Destroy A Drum: As a woman, was playing drums and cooking more of challenge in either setting? How did you overcome those challenges and barriers?
C.S: By far, without a doubt, cooking was a bigger challenge as a woman. Nearly every job I had I was the only woman in the kitchen, and nearly every job I was sexually harassed. I would compare a kitchen environment to a locker room - dirty jokes and talking about women. I will say times have really changed for women in the kitchen in the past 10/15 years. When I started, the Food Network was unknown, and being a "celebrity chef" was unheard of. I think the industry has become much more mainstream, and now women seem to be more accepted and appreciated in the industry. I'm sure it's still a challenge, but it seems like there is more diversity now.

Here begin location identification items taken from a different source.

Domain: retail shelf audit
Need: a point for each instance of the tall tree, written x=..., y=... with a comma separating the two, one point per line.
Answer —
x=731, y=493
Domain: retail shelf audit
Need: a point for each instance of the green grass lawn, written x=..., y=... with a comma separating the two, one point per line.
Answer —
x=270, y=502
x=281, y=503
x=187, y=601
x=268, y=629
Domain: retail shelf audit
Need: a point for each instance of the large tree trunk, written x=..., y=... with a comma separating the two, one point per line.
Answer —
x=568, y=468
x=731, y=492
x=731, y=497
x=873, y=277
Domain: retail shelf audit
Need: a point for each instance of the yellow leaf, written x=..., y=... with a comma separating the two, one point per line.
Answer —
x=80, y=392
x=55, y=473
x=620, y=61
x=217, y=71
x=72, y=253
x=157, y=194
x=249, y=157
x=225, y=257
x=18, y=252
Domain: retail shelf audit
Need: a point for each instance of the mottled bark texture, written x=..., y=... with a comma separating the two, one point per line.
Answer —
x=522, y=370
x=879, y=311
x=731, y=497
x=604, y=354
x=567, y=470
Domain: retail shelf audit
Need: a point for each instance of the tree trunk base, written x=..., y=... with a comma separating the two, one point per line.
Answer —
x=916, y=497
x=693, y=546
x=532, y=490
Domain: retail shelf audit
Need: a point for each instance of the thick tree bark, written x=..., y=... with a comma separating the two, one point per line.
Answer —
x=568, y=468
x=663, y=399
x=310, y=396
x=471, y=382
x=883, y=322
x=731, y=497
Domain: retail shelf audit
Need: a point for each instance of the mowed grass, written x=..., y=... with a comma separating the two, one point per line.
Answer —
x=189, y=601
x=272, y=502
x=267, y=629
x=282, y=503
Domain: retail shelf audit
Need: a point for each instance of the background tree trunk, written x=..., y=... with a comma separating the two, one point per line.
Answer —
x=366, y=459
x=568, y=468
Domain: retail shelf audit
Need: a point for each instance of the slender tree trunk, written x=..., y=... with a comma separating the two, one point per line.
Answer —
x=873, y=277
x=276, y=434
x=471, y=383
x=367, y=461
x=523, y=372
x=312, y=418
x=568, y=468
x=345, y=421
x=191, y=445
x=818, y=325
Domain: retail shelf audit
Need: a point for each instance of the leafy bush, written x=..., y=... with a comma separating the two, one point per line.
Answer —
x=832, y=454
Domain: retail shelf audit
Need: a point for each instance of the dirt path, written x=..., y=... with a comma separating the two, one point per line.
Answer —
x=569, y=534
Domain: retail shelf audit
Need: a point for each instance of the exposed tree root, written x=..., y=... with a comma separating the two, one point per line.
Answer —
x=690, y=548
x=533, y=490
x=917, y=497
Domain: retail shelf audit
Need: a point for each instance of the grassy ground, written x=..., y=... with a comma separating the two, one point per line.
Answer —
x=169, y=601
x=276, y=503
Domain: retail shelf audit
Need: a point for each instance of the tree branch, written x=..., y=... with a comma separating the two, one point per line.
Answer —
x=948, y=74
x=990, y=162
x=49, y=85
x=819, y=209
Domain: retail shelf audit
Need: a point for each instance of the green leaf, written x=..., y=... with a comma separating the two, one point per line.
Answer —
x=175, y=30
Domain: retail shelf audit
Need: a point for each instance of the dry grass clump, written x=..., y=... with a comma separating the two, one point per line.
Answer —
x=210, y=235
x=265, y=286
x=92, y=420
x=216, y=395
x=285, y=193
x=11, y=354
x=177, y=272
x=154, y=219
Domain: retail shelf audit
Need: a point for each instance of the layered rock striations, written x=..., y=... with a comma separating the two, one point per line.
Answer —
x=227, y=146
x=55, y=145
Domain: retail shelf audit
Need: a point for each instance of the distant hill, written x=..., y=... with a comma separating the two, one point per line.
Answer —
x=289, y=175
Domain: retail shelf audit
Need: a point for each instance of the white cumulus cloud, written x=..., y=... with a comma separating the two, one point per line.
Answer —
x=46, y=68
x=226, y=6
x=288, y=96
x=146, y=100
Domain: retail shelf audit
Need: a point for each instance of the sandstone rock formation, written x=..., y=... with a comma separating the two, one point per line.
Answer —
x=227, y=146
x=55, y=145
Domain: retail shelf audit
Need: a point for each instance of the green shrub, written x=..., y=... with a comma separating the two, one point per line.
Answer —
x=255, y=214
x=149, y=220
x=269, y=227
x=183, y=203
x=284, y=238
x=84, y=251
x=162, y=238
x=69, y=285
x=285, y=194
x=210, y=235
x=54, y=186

Destroy A Drum: Was there ever a time that you endured a challenged in either drums or cooking and wanted to quit?
C.S: Never have I ever wanted to quit playing the drums, but this occurred plenty of times in the kitchen. So, I did quit. Dozens of jobs. I knew there was high turnover in the industry, so if I saw a job as being the wrong fit, I had no problem walking away from a $9/ an hour paycheck. I think the most I ever had was something like 6 cooking jobs in one year.
Destroy A Drum: By choosing to pursue drums full time do you still try cooking as a hobby and if so would you say it has influenced you to play drums differently?
C.S: Yes - I still cook when I can! I like more to bake in my free time over cooking because it is just so much harder to cook at home versus a restaurant where every ingredient is at your disposal. I don't know if it has influenced the way I play the drums, but it has influenced my gratitude level for being able to play. Something I never forget is how challenging it was to cook professionally and you receive very little feedback as a line cook. You only hear feedback if you make a mistake. If you cook perfectly all night, you are just doing your job. As a drummer, I am no where near perfect. But people still applaud and tell me great job after every show. That will never be lost on my how lucky I am.
Destroy A Drum: Like in the style of how you would prepare a dish by adding different flavors and spices in order to create the perfect dish; would you say you hold back on some parts more for the beauty of “less is more” or more in the style of going full throttle and having an explosion of a performance?
C.S: Yes! Knowing exactly how much to add or not add is key. In cooking, a lot comes down to simple seasoning. Salt and Pepper. Like beats and fills!
Destroy A Drum: Whats your favorite dish to cook?
C.S: I love making homemade pasta. It's great to start with simple, affordable, raw ingredients and end up with something that can be so filling and can last a really long time if you dry it.
Destroy A Drum: What advice can you give out there to all the female drummers
C.S: Play how you want. Don't worry about what anyone else thinks, just be yourself and you'll be unique.